A temporary "People's Parliament" should be established to bypass the country's political deadlock, a noted academic proposed while participating in a seminar panel yesterday.
Charas Suwanmala, a lecturer at Chulalongkorn University’s political science faculty, said it was unlikely that the February 2 election would be completed, or that the House of Representatives would have enough MPs to be opened.
Not having a sitting House or a government that can fully function would put the country at a great disadvantage, he said, so the People’s Parliament should be formed on a temporary basis to solve urgent problems facing the country, Charas said.
Unlike the proposal by the People’s Democratic Reform Committee (PDRC) to establish an appointed council, members of the People’s Parliament would be elected, Charas said.

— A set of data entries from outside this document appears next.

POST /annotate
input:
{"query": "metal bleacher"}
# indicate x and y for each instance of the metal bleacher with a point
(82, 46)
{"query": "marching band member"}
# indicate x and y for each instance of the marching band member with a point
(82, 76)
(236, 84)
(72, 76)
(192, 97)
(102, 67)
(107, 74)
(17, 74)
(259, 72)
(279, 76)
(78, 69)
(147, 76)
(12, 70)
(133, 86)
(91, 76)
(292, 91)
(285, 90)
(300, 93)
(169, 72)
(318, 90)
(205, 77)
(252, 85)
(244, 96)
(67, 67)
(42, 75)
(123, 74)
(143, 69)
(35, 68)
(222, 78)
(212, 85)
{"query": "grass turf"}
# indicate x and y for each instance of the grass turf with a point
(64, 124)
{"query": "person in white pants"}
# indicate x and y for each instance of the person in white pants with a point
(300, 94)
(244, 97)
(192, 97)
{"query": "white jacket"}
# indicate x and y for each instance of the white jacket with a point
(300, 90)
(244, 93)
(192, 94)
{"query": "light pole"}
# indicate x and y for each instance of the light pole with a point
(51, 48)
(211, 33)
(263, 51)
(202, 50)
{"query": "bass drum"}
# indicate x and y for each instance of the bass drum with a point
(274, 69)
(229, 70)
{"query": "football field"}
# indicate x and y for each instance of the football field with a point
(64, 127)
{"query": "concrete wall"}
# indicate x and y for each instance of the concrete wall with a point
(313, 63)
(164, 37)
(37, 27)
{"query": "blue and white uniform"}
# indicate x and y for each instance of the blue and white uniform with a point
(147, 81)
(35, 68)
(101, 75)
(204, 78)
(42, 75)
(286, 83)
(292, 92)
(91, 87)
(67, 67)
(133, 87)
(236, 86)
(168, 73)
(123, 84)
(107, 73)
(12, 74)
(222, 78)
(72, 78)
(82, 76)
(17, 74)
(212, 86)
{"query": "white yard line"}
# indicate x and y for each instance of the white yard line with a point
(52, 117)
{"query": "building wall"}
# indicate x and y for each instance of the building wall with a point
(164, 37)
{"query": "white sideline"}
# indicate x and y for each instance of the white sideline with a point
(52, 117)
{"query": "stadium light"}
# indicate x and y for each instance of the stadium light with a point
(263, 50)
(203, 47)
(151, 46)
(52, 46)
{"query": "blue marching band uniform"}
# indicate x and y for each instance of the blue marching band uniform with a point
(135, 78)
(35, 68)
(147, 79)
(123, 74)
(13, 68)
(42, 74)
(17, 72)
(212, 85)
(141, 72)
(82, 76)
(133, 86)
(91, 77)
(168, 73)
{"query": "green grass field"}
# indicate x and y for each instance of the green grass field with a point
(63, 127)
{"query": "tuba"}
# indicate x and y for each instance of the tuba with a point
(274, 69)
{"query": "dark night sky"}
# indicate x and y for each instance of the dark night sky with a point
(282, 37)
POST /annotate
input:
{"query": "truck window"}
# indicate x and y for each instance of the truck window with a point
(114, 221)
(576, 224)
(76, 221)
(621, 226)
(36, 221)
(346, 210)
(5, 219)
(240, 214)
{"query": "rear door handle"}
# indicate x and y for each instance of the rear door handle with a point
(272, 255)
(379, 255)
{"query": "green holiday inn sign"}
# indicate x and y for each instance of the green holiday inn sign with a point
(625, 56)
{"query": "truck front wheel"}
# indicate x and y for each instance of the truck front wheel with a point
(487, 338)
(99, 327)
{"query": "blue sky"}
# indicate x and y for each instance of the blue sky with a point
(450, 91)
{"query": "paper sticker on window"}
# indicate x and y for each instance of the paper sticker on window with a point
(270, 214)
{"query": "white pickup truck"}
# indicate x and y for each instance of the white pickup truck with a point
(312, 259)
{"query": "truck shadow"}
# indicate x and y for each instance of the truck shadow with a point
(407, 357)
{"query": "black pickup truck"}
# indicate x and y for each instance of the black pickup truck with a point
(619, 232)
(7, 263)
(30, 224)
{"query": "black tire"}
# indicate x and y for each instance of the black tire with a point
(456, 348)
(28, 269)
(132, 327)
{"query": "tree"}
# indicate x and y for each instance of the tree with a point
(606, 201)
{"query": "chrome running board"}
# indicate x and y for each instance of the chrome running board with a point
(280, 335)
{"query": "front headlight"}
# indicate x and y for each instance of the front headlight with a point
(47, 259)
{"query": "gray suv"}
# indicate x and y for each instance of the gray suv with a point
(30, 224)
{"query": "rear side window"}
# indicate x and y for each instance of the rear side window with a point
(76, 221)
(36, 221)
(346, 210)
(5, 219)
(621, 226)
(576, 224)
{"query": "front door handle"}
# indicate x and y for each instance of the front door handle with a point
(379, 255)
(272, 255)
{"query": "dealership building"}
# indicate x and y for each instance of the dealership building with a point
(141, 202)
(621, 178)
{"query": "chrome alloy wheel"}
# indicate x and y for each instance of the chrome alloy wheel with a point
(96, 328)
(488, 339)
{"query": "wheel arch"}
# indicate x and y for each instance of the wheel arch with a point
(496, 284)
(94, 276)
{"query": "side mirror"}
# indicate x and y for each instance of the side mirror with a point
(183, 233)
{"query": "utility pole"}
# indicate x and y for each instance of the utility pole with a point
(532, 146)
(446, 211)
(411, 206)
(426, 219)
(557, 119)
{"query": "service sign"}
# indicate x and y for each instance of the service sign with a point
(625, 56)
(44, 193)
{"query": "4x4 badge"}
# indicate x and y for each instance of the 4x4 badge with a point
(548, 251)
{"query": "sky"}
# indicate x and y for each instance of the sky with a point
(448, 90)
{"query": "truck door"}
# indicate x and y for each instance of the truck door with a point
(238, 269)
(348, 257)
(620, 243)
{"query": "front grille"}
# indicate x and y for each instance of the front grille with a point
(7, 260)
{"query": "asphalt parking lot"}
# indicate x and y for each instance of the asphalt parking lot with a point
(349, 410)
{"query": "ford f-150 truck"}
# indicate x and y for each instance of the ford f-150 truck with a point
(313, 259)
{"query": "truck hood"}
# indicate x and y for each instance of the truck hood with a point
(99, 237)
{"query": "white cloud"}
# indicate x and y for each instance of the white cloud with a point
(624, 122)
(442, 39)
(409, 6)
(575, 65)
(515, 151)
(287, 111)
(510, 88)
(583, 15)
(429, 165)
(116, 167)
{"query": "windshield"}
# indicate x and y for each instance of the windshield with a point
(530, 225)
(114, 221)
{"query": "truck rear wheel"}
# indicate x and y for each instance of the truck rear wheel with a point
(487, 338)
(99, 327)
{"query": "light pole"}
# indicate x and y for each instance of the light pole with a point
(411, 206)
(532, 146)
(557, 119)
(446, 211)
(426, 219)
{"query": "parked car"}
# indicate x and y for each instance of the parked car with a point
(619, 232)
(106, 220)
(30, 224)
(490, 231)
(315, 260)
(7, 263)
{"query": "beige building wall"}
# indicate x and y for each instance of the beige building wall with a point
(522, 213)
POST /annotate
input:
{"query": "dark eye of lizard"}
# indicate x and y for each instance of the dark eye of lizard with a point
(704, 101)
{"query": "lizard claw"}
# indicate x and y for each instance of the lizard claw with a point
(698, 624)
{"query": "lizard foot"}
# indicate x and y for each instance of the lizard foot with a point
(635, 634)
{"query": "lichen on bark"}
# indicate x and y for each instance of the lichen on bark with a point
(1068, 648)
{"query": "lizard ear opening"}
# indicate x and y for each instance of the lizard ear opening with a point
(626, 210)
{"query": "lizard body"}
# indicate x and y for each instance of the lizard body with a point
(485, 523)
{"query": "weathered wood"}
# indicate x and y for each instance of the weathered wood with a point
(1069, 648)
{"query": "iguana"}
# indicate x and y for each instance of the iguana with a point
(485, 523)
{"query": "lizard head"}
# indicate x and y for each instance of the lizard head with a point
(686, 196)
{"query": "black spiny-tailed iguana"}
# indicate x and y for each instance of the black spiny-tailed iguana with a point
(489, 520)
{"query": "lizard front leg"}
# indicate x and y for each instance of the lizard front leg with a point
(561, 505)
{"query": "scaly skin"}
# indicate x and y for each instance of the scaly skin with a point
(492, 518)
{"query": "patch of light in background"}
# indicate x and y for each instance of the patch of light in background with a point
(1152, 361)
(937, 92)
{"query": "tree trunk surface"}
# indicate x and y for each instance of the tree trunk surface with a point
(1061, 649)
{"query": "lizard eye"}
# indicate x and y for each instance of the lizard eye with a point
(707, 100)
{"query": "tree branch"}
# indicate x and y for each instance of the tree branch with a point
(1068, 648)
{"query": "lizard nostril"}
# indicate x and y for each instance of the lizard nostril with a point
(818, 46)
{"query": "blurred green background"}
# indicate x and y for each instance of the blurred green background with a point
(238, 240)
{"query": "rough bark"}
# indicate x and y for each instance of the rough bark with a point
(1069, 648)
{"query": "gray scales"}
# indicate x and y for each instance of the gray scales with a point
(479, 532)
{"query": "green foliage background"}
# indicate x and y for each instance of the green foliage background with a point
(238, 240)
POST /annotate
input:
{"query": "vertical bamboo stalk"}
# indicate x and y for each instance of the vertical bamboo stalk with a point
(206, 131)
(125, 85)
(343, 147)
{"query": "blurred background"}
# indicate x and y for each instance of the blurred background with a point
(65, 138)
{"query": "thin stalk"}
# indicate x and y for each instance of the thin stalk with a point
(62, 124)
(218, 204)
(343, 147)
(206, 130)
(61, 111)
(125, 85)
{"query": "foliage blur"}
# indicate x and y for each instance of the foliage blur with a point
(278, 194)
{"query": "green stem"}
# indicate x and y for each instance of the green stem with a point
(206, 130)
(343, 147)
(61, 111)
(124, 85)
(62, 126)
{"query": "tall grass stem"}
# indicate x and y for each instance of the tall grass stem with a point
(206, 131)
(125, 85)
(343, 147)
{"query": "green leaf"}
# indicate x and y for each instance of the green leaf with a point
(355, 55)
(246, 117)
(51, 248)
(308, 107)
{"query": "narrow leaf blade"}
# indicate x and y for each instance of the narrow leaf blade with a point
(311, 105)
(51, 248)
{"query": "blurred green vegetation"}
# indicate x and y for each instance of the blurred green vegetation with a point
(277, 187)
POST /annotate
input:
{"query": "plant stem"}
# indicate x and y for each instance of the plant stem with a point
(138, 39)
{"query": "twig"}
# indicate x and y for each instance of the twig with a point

Former Democrat Party deputy leader Alongkorn Ponlaboot expressed confidence that the political crisis could be solved through talks and by establishing a reform panel comprising members of both political camps. He urged the military and independent agencies to carry out their duties in a neutral manner.
Aumnuay Khlangpha, a Pheu Thai Party Lop Buri MP candidate and former chief government whip, said the political impasse could be solved through negotiations among Pheu Thai, the Democrats and the PDRC. He added that caretaker Prime Minister Yingluck Shinawatra was ready to sit at the negotiation table, but not to debate on television.